Since it sounds like you're experimenting with newer-to-your area pine species,..There is a species from around here you might consider researching..

Digger or "grey" pine (Pinus sabiniana) A rather airy, blue grey/green needled species which produces huge cones..Its reported to survive to zone 6..or even 5.. and may be one of the few CA species which seems to tolerate the humidity back east.
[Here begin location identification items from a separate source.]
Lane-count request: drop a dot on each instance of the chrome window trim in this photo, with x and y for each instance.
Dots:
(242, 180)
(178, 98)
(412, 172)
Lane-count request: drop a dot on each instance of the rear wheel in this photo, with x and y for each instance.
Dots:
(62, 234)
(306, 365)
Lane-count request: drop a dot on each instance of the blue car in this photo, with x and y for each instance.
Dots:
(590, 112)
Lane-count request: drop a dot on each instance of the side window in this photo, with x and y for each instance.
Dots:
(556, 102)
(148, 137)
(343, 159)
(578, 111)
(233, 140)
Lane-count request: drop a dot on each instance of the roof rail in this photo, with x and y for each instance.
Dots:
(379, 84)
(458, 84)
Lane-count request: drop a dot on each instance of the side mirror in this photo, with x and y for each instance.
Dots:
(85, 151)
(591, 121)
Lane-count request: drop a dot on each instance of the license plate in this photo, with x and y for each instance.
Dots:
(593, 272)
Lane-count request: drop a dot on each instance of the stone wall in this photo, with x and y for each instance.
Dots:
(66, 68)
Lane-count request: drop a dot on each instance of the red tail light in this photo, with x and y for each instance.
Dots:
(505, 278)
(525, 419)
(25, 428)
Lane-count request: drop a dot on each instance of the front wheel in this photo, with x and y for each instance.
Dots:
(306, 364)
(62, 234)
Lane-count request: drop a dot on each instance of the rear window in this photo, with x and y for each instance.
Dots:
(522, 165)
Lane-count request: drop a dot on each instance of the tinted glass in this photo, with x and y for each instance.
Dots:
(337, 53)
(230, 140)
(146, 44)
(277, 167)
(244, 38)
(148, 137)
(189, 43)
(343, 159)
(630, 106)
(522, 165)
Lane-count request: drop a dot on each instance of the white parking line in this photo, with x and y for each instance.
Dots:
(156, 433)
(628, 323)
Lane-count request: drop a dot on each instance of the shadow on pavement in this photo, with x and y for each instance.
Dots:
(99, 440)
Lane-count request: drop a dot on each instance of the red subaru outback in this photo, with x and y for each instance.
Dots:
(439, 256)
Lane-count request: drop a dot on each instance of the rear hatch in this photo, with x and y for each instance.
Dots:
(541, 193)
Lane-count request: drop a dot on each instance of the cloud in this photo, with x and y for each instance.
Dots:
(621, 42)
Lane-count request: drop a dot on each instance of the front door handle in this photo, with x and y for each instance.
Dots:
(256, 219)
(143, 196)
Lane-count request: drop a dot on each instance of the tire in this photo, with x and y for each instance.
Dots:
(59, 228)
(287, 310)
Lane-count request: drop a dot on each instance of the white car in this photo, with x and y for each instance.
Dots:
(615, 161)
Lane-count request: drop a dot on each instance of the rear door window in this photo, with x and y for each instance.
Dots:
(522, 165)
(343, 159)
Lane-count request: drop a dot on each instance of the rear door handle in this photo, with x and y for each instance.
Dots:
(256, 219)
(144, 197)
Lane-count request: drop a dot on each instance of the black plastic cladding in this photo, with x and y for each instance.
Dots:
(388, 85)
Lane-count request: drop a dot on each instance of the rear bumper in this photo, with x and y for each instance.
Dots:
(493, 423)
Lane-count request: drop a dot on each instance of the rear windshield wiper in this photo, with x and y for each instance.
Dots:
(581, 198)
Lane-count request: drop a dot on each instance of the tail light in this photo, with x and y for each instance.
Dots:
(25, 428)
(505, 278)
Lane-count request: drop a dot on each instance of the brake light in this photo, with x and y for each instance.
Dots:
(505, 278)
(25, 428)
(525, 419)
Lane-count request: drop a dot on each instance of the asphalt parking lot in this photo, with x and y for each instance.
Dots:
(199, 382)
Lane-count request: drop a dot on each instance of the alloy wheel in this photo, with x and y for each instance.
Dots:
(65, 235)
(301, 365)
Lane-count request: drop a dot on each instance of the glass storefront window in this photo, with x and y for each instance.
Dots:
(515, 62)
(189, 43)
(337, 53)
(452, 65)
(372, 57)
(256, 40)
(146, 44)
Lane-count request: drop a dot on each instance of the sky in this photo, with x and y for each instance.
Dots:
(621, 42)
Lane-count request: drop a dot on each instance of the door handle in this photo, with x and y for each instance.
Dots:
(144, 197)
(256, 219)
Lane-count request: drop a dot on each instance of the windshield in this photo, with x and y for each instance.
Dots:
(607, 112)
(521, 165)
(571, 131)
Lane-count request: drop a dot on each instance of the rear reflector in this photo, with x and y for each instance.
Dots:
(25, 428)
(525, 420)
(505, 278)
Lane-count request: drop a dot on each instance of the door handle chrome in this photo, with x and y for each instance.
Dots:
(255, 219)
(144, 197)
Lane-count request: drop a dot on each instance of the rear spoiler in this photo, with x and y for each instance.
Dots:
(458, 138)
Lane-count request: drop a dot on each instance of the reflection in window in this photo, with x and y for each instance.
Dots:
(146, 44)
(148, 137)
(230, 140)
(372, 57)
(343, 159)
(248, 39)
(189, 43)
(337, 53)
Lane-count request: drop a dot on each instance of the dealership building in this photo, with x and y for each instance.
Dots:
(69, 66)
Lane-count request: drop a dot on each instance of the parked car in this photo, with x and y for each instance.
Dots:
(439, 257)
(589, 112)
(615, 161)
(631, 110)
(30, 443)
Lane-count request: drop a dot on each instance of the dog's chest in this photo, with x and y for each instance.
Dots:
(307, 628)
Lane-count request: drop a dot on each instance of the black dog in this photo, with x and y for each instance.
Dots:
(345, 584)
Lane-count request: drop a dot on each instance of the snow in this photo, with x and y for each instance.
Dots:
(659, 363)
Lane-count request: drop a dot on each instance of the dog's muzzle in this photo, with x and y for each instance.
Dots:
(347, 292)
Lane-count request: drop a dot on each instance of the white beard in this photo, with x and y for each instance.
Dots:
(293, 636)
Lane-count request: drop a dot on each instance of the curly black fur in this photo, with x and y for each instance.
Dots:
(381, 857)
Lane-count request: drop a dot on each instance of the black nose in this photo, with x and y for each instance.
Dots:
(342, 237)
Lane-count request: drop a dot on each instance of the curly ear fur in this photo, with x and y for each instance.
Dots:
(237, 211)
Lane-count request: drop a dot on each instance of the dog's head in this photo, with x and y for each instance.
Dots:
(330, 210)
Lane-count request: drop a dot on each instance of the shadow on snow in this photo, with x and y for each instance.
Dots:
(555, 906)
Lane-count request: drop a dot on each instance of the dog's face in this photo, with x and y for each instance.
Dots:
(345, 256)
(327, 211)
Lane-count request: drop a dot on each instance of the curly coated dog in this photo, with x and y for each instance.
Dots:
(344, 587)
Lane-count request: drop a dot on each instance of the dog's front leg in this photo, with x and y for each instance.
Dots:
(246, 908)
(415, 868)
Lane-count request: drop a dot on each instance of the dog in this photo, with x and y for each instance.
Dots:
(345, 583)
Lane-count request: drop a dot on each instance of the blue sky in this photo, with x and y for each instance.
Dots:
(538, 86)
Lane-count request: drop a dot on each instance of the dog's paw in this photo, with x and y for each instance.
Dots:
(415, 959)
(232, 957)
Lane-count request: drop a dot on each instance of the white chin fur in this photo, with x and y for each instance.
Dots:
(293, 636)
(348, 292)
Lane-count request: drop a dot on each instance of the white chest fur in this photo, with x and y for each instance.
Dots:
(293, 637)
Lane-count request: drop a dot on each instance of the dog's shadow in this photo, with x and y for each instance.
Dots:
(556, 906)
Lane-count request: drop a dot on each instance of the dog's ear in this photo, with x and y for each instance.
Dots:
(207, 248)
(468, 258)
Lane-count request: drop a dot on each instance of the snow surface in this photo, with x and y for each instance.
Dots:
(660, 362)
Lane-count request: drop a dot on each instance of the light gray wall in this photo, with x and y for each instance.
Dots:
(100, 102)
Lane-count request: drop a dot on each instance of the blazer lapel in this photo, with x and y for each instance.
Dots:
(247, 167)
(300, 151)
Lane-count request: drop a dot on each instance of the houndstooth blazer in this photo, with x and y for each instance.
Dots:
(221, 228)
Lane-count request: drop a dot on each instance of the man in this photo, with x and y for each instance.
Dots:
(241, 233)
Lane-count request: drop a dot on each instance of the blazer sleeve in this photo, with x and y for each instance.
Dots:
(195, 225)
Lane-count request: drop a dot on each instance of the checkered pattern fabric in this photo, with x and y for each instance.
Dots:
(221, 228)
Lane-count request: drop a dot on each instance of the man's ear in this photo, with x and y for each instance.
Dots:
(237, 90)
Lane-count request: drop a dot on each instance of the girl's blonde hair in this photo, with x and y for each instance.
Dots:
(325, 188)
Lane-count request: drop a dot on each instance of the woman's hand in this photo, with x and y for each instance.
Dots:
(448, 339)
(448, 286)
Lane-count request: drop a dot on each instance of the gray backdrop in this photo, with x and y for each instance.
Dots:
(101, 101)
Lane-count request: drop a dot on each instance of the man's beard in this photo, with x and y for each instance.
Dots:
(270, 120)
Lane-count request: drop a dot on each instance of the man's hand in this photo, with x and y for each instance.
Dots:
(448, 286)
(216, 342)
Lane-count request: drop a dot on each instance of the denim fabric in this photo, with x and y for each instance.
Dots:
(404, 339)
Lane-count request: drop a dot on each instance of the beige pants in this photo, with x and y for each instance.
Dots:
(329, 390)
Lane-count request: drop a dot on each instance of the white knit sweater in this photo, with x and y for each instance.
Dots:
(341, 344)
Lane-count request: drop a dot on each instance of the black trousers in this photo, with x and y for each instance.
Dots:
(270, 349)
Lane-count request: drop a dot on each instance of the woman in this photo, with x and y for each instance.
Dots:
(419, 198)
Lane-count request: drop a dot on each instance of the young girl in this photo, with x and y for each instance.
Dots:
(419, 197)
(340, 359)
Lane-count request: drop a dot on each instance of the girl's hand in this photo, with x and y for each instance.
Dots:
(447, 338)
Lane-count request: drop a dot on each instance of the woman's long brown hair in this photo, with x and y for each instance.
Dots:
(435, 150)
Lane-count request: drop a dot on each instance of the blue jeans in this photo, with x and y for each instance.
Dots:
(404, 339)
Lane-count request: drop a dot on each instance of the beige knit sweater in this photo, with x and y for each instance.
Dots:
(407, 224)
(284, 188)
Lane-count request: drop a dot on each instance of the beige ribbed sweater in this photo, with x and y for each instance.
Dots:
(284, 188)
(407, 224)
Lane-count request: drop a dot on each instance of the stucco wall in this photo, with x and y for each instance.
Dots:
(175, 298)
Out here, you see at least 3 different forms of this species, depending where it is growing..with the forked trunk/oak tree like growth habit being the most common form...I myself are planning on taking seed of this species with me when i move to FL later this year..

In the wild, this species has a very open crown but when grown here in the valley,..seems to have a lusher,fuller looking shape..Regardless..it's a wonderfull tree.

Coulter pine (Pinus Coulteri) is another species worth looking into..but this one would be highly experimental because it is only supposed to be hardy to zone 8 or 7b.. Whats interesting about that is that the species grows to elevations of 6,000' in areas of it's range where it often sees snow cover in winter..i wouldn't doubt that someone in 7a might succeed with it if seed from specimens at higher elevations were collected and tried..as they should have genetics on their side hardiness wise..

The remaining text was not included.